啪!酒盏带着酒水拍在了岳秩的脸上。
与此同时,沈行简手里已经又有了酒盏,慢悠悠的斟酒入酒盏。
“谁!谁敢偷袭小爷!”岳秩看过来,这些都是读书人,他竟找不到谁出手了。
一个长衫纶巾的青年人从前面站起来,冲着岳秩一抱拳:“这位公子,你还比什么呢?你放冷箭,傅家三小姐接住了,有人请你喝酒,你也接住了,若换做是我,必定立刻离开,自取其辱伤自己颜面,也伤逍遥侯府的颜面。

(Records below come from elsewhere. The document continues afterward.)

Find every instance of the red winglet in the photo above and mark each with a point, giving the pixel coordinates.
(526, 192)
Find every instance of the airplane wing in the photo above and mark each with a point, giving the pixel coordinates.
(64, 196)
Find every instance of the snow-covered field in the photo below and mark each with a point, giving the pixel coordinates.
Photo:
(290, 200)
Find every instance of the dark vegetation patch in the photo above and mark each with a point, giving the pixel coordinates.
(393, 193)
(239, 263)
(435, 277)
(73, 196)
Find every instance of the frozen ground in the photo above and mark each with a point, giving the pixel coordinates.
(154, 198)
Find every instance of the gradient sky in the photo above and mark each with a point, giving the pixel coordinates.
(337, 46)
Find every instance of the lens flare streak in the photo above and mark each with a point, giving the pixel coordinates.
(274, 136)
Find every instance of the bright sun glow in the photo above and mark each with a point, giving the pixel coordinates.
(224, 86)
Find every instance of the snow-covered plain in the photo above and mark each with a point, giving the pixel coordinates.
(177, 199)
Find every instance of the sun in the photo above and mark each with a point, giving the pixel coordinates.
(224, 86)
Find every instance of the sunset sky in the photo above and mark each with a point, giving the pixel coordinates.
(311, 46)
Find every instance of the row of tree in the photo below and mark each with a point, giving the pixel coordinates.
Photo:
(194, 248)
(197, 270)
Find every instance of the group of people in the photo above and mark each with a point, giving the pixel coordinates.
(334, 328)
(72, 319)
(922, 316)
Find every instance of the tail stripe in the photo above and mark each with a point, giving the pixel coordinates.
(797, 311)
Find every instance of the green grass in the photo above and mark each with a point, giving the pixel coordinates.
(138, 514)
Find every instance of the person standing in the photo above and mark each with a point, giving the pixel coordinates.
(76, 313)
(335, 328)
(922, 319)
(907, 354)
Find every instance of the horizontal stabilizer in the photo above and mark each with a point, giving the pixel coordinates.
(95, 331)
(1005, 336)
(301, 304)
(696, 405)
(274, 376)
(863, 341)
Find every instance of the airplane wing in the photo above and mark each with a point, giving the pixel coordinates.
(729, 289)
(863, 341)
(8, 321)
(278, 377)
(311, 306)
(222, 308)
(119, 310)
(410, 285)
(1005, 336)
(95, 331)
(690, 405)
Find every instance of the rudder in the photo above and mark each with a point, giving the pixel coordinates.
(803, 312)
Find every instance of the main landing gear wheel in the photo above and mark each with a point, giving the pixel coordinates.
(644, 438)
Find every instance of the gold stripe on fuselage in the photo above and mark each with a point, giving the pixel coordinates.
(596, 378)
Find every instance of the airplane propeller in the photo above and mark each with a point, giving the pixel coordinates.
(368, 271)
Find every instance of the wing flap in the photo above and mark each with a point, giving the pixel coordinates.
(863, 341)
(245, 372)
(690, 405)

”
这话引起了哄堂大笑。
沈行简撩起眼皮儿,不经意的看到傅玉英眉眼弯弯的模样,他倒是佩服武元侯府的姑娘,换做别人家的姑娘,只怕早就被羞辱的掉眼泪了。
岳秩还要上前,这些举子都起身了,不用人说站在岳秩前面,拦住他的路。
另一个青年人笑道:“怎么,岳公子是想要入席吗?不过同为男子,在下不想跟你同席。”
“是因为被傅家三小姐退婚,怀恨在心了?”另一个人接话。
最先说话的青年人走到前面:“我的书童已经去逍遥侯府告状了,岳公子若想闹,我们都是进京赶考的人,我朝律法,伤举人者,诛。”
众人不约而同的上前,逼得岳秩步步后退,一跺脚转身就走,他不怕这些举子,但怕再被禁足,母亲跪了一天一夜才让自己能出门,若是再被禁足可就错过了武科。
看岳秩离开,晏姝快步下楼,到傅玉英跟前耳语几句后上楼和秦夫人回去牡丹厅里了。